BUNGLON SOSIAL DALAM TEORI KECERDASAN EMOSI
Kecerdasan Emosional yang digagas oleh Dainel Goleman kemudian diperluas oleh Salovey sebagai tertera dalam buku Emotional Intelligence Kecerdasan Emosional Mengapa EI lebih Penting daripada IQ karya Daniel Goleman, menjadi lima aspek :
- Mengenali diri sendiri, yaitu kemampuan diri mengenali perasaan di saat perasaan itu terjadi atau kemampuan untuk memantau perasaan sepanjang waktu.
- Mengelola emosi, menangani perasaan agar teratasi dengan tepat seperti menghibur diri, mengatasi kecemasan, kemurungan dan ketersinggungan
- Memotivasi diri sendiri, menata emosi agar produktif dan efektif terhadap apa saja yang dikerjakan.

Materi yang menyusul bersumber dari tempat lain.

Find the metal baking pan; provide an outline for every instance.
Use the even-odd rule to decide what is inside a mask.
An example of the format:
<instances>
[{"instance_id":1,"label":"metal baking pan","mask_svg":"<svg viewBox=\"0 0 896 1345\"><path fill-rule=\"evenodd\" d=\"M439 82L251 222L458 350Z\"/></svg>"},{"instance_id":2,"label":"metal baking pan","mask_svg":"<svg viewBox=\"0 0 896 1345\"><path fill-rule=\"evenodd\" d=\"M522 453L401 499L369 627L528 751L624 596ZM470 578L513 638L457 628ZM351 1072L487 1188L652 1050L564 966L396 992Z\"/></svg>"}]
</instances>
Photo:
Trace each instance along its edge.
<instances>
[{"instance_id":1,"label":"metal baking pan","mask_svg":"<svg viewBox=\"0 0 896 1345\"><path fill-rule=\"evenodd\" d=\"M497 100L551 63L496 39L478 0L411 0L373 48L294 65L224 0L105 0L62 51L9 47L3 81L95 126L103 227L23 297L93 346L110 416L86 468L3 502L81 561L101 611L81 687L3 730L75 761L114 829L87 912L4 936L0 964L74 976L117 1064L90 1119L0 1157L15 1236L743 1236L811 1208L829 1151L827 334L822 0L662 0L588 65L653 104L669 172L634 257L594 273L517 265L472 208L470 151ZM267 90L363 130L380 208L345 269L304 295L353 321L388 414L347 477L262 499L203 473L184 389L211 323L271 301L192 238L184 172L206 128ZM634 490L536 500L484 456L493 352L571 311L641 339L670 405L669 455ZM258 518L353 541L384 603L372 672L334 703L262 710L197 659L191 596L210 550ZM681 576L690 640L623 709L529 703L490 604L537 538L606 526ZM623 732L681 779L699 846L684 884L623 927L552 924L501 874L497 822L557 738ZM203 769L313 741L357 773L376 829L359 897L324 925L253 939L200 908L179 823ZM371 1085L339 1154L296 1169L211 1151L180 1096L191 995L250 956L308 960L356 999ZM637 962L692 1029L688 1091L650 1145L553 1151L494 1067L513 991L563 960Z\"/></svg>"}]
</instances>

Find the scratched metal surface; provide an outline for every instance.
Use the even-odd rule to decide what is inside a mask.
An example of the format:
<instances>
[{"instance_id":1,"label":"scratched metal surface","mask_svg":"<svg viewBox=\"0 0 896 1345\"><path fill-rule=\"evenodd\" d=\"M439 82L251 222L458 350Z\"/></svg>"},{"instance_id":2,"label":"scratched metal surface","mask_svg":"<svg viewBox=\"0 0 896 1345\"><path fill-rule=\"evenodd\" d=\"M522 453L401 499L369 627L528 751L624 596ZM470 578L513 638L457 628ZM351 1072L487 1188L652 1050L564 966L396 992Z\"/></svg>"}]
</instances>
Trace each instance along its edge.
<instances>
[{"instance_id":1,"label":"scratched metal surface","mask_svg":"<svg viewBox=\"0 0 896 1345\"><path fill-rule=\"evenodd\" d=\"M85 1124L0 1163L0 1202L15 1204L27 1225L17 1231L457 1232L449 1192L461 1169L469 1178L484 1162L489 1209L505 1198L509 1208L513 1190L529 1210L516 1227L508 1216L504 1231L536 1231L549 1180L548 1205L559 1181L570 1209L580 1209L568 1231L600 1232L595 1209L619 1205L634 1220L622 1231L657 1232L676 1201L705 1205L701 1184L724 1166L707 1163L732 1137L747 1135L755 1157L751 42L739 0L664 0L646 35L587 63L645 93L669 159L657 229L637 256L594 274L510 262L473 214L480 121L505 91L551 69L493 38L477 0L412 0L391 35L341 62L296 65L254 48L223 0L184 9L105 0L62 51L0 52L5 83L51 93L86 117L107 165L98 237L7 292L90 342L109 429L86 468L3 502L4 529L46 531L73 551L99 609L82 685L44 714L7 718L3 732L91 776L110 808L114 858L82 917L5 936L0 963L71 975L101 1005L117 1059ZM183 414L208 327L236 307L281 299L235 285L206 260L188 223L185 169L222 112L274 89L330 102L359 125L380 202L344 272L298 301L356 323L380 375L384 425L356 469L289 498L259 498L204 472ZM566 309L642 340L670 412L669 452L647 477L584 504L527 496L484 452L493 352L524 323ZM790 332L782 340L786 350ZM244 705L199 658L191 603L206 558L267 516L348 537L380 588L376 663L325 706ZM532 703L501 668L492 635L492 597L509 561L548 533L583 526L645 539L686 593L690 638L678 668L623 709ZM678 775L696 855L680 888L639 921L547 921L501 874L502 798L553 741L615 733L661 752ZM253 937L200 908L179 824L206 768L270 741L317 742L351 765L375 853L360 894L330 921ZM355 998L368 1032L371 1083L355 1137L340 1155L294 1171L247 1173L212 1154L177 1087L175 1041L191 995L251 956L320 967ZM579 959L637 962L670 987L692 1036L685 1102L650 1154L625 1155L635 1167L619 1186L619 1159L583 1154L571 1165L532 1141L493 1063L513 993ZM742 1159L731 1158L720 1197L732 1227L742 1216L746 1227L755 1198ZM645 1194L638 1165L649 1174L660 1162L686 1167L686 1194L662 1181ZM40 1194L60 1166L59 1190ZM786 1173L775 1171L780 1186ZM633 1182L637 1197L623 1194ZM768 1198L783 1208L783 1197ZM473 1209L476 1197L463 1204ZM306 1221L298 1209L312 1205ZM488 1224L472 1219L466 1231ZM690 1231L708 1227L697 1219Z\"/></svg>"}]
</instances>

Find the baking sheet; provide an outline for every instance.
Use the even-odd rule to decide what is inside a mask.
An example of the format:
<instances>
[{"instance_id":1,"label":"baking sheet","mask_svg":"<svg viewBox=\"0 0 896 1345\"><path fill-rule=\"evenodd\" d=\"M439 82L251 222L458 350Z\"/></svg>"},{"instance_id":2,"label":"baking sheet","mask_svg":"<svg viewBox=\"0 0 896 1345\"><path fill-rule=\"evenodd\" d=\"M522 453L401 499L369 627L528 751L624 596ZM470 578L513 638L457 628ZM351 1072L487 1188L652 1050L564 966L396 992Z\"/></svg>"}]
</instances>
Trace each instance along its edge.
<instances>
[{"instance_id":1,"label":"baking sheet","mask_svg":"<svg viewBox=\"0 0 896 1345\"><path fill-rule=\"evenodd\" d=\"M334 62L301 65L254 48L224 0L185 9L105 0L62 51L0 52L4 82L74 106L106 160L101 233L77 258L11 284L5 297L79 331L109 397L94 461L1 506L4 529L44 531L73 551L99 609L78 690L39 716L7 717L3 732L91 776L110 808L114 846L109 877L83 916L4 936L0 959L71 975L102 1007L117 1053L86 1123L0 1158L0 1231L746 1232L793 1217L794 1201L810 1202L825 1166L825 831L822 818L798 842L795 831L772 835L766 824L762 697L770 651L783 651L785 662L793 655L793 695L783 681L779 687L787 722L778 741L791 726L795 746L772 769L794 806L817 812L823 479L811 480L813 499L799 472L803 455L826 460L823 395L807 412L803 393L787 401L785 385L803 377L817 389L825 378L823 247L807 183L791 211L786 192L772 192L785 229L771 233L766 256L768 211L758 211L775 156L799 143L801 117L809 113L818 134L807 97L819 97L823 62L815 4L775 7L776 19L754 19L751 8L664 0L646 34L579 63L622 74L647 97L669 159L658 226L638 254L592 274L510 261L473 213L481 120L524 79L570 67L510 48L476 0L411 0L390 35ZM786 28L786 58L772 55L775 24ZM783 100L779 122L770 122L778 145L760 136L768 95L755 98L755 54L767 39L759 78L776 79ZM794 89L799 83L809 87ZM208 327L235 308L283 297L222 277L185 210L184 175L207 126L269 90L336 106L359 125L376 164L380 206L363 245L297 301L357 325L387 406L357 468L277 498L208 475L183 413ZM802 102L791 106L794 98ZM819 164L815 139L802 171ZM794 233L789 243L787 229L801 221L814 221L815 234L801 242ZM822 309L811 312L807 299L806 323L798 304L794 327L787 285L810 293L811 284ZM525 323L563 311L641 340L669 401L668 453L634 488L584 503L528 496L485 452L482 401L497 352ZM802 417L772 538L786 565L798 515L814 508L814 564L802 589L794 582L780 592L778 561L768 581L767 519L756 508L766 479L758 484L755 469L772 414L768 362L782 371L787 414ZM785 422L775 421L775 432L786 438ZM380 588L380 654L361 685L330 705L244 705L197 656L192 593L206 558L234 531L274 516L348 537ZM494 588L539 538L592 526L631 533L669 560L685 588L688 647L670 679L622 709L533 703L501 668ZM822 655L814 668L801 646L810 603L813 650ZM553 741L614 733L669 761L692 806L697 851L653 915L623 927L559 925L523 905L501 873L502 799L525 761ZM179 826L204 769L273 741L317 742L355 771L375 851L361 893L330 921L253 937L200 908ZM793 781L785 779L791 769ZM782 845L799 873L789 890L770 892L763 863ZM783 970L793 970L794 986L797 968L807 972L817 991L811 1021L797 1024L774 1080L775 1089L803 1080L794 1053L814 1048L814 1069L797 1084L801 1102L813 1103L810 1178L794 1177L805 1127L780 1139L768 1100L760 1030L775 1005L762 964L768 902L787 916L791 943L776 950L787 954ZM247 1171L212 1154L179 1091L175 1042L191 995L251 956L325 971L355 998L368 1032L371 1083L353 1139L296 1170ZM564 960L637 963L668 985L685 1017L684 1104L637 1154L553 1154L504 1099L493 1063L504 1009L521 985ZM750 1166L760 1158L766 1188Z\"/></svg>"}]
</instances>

- Mengenali emosi orang lain, ada disebut dengan empati yaitu keterampilan bergaul dengan mengetahui apa yang dikehendaki atau dibutuhkan orang lain serta menangkan sinyal-sinyal yang tersembunyi. Khususnya bagi mereka yang berprofesi sebagai perawat, guru (dosen), marketing dan manajer.
- Membina hubungan, kemampuan mengelola emosi orang lain, biasanya dimiliki oleh para pemimpin atau mereka mendapat gelar bintang pergaulan.
Dalam konteks sosial, maka yang jadi pusat perhatian tulisan ini adalah komunikasi sosial atau membina hubungan. Harapan dari kecerdasan emosional membantu pribadi dalam relasi sosial mengeksplorasi kesadaran diri sendiri untuk memasuki kesadaran diri orang lain.
Namun dalam prakteknya, upaya menjadi bintang pergaulan dilakukan karena kebutuhan pribadi, bersembunyi di balik topeng keanggunan Sok Kenal Sok Dekat (SKSD) dengan bermain peran dan mengikut apa yang diharap orang lain dengan syarat tujuan pribadinya tercapai. Inilah kemudian disebut sebagai bunglon sosial.
KEHILANGAN MUKA
Ingat kisah seseorang yang kehilangan muka ? ah yang bener ! ada orang kehilangan muka, mukankah muka itu wajah bagian dari disi seseorang sebagai identitas.
Mari diperhatikan dalam kehidupan sosial atau di lingkungan kerja, para pegawai yang tingkat kompetensinya pas-pasan atau di bawah standart merasa kehilangan muka, mereka khawatir apa yang dilakukan tidak dinilai oleh atasan, sehingga sia-sia yang telah diusahakannya.
Lalu apa yang dilakukan ? mereka menjadi caper (cari perhatian) dan carmuk (cari muka). Pada istilah carmuk inilah seseorang berusaha mencari mukanya sendiri, pahadal ya tidak hilang mukanya, tetap menjadi wajah dan cover diri yang terbawa selalu mengikuti pergerakan si empunya.
Andai saja merasa punya muka, maka tidak akan perlu melakukan usaha mencari muka, artinya mereka merasa mukanya tidak dibawa ketika bekerja. Maka yang benar, bahwa mereka mencari muka pimpinan atau orang yang memiliki kewenangan dan kekuasaan.
Bahanya bagi carmuk adalah mereka lebih fokus berkaya agar orang lain senang, berkreasi ketika ada gelagat mendapatkan reward dan pujian. Beginilah bunglon sosial selalu menjadikan mukanya sebagai pusat perhatian dan menyerap energi orang lain.